JACQUES BAUDUIN - Mais donc si l'on veut tirer la leçon de ces événements, par rapport à la violence et au génocide, on se rend compte que dire qu'ils peuvent s'expliquer par des haines ancestrales, ce serait dire la même chose, par exemple, que de dire que le génocide nazi est le fruit d'une lutte séculaire entre Allemands et Juifs?
LUC DE HEUSCH - L'antisémitisme allemand avait des racines dans la chrétienté depuis longtemps, alors qu'il n'y avait jamais eu d'antagonismes racistes entre Tutsis et Hutus. Il y avait même des échanges génétiques, bien que les Tutsis et les Hutus formassent des castes endogames. Ce qui s'est passé au Rwanda, le drame du Rwanda, c'est que des tensions qui existent dans toute société de classes, se sont transformées, brusquement, avec le concours de la nouvelle idéologie de la décolonisation, où la Tutelle belge et l'Eglise catholique ont joué un rôle considérable, en une tension raciste. Et nous avons assisté à la transformation de ce racisme en une folie meurtrière.
JACQUES BAUDUIN - Revenons à ce livre que vous aviez publié en 1966 Le Rwanda et la civilisation interlacustre. Vous y étudiiez la naissance de l'Etat Rwandais. Cet Etat n'a pas surgi tout armé dans l'histoire.
LUC DE HEUSCH - Non dès que les Tutsis pénètrent, apparemment pacifiquement, au Rwanda au 13e et au 14e siècles. Et l'on voit surgir plusieurs petits royaumes au centre et à l'est, qui mènent des guerres l'un contre l'autre. Finalement, c'est la dynastie Nyiginya qui prend le pouvoir et qui entreprend de mettre en tutelle une partie au moins de la paysannerie hutue. Cette mise en tutelle, c'est le contrat de vache. Les Tutsis détenaient la propriété des grands troupeaux et les Hutus aspiraient à avoir accès à ce bétail. Les Tutsis ont mis ingénieusement en place un contrat qui stipulait ceci: le client hutu, après des années passées au service de son patron, après avoir donné une partie de sa récolte, consolidé son enclos, voire cultivé une partie de ses terres, recevait en récompense une ou plusieurs vaches, mais la nue propriété du bétail était toujours détenue par le maître tutsi. Le Hutu jouissait du lait et des taurillons, mais devait restituer les génisses - la partie productrice du capital - au maître, qui gardait ainsi la maîtrise de ce capital, ce qui lui assurait un pouvoir économique considérable. Mais je précise que le contrat de clientèle existait principalement dans le Rwanda central. Par conséquent, il y a eu, au nord et à l'ouest, des zones hutues qui ont conservé plus ou moins leur autonomie, qui n'étaient pas aussi liées à la classe dirigeante que ne l'étaient les Hutus du centre.

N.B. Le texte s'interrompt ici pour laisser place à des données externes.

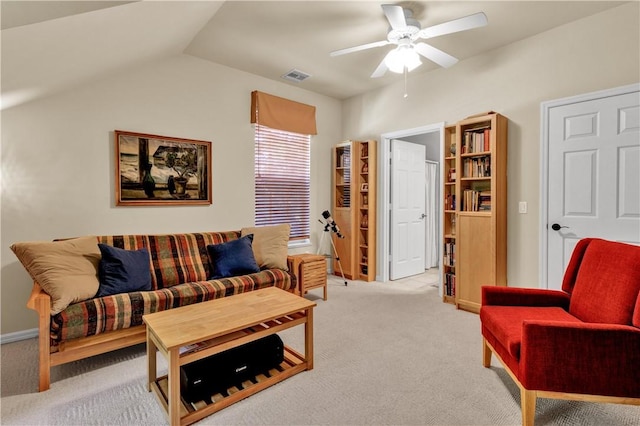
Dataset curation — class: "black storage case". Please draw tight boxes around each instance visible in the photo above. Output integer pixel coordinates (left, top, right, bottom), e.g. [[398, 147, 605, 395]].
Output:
[[180, 334, 284, 403]]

JACQUES BAUDUIN - Mais alors ce qui vous intéressait dans cette naissance de l'Etat Rwandais, c'était aussi que l'on y assistait à la transformation d'une société qui, à l'origine, était une société à clans totémiques, en une société à castes.
LUC DE HEUSCH - Dans toute la région inerlacustre, en effet, l'organisation clanique est dominante. Mais ces clans avaient parfois différentes spécialités professionnelles ou rituelles. Nulle part dans les Etats voisins du Rwanda, on ne voit surgir cette structure de caste, ou de proto-caste, qui va avoir comme conséquence la dissolution de l'ancienne organisation clanique. Les Tutsis ont fini par englober dans leurs propres clans les Hutus ou à s'insérer dans les clans hutus autochtones. Les trois castes étaient réunies à l'intérieur d'un clan totémique vidé de sa substance socio-économique. C'est là un processus historique tout à fait unique en Afrique et même dans ces régions. Parallèlement, la royauté s'est mise en place et a mis sur pied cette organisation militaire et administrative bicéphale, avec un chef des terres et un chef des pâturages que j'évoquais tout à l'heure, qui était confiée majoritairement à l'aristocratie tutsie.
JACQUES BAUDUIN - Et une royauté qui était une royauté sacrée. Vous avez consacré à cette royauté sacrée beaucoup de vos travaux...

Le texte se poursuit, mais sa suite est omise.